Its not very often a film bores me, but this week’s Robert
Burns Centre Film Theatre Film Club showing of Salmon Fishing in the Yemen
(2011) did just that, underlined by the fact that the most exciting part of
movie was intended to be when a fish changed direction! Hosted by Lindsay
Taylor, who did well to comply with the ten-minute maximum introduction rule,
the film tells the rather fanciful story of Sheikh Muhammed’s dream to bring
salmon fishing to the desert. Our tremendously wealthy Sheikh spares no expense
in employing a consultant, Harriet Chetwode-Talbot who in turn involves a
rather sceptical fisheries expert Dr Fred Jones, to turn the dream into a
reality. The British Prime Ministers office via his overzealous press secretary
Patricia Maxwell, latches on to it as a ‘good will story from the Middle East’
The screenplay is by Simon Beaufoy (The Full Monty 1997, Among
Giants 1998, Slumdog Millionaire
2008, 127
Hours 2010) based on a novel of the same name by Paul Torday. Directed by
the Lasse Hallstrom a Swedish born director best known for 27 Abba video’s
between 1974 and 1982 and feature films which included Abba The Movie (1977) What’s
Eating Gilbert Grape (1993) Cider
House Rules (1999) which won Michael Caine an Academy Award for Best Actor
in a Supporting Role, Chocolat (2000)
and The Shipping News (2001). The award-winning actor Ewan McGregor plays
the rather straight-laced Dr Jones. Emily Blunt, whose best film is Pawel
Pawlikowsky’s My Summer of Love (2004)
with Paddy Considine and Natalie Press for which both female leads shared an
Evening Standard British Film Award for Most Promising Newcomer, played the
Sloane Ranger Chetwode-Talbot. Upstaging the pair of them is Kristin Scott
Thomas, generally seen in good quality foreign language films, as the
fiery-mouthed press secretary.
This British romantic comedy drama is middlebrow syrupy shallow
nonsense, which misses a great chance to highlight environmental issues that
plaque such countries as the Yemen. It’s what I would describe as a very ‘safe’

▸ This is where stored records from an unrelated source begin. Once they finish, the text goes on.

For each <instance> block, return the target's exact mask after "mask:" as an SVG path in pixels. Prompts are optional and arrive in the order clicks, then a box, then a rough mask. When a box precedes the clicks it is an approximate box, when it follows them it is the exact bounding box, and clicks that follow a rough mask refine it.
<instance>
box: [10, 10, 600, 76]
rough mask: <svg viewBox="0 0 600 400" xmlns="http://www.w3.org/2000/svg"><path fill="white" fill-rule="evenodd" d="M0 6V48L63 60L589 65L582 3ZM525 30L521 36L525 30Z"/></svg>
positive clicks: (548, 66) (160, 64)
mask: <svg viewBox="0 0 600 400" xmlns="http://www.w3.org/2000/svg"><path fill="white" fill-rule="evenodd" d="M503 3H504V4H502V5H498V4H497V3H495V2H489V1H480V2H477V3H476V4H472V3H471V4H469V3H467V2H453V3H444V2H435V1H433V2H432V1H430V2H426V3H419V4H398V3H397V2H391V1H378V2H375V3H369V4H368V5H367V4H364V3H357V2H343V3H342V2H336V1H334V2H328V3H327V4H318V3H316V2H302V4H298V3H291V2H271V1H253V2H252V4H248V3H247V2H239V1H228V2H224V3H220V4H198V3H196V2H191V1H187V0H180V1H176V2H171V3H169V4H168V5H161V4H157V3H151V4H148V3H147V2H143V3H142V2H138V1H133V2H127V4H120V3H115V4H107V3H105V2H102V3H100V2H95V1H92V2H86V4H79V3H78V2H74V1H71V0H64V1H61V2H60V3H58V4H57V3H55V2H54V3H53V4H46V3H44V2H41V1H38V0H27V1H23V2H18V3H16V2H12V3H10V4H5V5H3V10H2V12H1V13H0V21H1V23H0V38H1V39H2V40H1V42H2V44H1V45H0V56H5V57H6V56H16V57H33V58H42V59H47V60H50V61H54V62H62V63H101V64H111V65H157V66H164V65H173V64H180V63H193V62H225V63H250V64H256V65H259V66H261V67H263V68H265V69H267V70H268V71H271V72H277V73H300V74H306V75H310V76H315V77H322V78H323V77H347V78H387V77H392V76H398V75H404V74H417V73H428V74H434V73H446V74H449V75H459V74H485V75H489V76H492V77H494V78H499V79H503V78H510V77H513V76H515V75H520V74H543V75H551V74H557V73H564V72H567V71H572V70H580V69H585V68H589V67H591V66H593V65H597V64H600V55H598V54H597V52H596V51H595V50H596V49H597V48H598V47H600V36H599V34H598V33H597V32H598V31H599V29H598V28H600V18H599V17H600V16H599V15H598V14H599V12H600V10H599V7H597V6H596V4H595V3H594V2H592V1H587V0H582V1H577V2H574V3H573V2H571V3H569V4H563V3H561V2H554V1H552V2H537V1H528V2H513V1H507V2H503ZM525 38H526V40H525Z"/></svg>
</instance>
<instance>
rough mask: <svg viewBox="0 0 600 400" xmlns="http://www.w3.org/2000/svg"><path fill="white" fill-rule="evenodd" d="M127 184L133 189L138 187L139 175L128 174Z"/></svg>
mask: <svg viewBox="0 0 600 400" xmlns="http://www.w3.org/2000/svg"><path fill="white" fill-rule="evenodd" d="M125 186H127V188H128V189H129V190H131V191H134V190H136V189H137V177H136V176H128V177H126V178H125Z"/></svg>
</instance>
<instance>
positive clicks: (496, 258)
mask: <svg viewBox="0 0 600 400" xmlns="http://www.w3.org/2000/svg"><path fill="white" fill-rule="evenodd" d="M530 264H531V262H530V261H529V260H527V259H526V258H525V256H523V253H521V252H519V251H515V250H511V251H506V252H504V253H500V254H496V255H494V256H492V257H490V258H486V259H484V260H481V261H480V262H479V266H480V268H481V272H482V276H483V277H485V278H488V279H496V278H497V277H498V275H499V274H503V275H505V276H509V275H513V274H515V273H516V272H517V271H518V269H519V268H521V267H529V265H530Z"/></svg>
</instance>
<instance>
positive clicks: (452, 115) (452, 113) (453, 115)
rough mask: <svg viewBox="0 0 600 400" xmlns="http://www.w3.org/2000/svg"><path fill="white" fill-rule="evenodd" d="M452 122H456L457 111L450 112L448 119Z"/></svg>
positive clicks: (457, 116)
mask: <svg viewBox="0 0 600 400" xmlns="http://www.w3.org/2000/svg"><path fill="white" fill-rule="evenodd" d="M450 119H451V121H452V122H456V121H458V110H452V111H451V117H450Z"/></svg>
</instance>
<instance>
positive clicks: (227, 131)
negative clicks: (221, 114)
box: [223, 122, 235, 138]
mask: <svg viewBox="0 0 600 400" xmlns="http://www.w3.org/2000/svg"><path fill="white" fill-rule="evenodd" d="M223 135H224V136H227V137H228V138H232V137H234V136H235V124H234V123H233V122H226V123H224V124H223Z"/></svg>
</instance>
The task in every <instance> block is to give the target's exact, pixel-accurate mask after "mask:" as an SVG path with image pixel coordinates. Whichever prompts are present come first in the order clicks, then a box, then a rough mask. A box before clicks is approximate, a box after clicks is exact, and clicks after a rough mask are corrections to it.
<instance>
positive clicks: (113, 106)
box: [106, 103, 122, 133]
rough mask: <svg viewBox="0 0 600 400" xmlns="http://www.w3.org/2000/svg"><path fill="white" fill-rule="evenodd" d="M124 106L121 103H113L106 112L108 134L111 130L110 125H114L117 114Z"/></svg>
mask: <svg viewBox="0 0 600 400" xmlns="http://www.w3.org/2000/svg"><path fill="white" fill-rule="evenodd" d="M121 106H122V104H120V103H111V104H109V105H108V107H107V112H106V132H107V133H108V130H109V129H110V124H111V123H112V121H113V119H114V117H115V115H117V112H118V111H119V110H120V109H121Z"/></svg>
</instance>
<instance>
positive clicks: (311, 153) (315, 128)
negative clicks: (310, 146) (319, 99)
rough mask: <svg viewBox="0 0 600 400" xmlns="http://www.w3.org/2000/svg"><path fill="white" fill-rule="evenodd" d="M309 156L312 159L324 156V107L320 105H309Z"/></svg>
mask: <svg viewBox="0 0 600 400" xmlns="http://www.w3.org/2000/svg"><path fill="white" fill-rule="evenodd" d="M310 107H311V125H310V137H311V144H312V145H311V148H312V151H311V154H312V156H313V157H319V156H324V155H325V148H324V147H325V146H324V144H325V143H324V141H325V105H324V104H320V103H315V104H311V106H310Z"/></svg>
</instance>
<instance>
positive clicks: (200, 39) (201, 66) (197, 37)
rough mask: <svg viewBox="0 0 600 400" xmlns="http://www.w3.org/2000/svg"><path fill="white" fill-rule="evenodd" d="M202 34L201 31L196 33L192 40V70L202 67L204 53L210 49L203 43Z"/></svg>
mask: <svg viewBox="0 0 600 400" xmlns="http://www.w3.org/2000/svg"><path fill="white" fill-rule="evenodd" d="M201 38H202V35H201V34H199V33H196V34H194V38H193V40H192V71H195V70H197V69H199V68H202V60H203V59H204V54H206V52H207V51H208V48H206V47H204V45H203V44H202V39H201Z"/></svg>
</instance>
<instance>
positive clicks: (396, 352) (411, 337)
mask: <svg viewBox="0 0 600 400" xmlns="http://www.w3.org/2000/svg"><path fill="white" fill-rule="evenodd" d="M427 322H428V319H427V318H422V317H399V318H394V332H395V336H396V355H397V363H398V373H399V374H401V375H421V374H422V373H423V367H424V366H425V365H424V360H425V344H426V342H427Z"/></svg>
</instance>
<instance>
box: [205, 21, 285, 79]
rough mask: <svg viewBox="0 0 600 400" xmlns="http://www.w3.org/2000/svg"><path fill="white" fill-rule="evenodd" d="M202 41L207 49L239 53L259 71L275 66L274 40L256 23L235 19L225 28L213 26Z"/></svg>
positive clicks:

nondescript movie. Its not dramatic and
its certainly not funny, one descent joke does not make a comedy, in fact it’s
a twee love story at best. Part of the discussion following the film was that
every one who had read the book admitted that Torday’s novel was much better
than the film and that interested parties where better off reading the book.
This movie is a prime example of commercial cinema with its
mendacious ideology and its clichéd romantic theme hiding under the pretence
that it is an environmentally caring film. Do we now judge the worth of a film
by how many bums we can get on seats and the lie that any film that is popular
must be good: I certainly hope not and I pray that the RBC Film Club will be
the vanguard in the battle to keep good imaginative, intelligent, challenging
and creative cinema in the forefront of its Monday night schedule’s next season
without the commercial restraints applied to the remainder of its programme.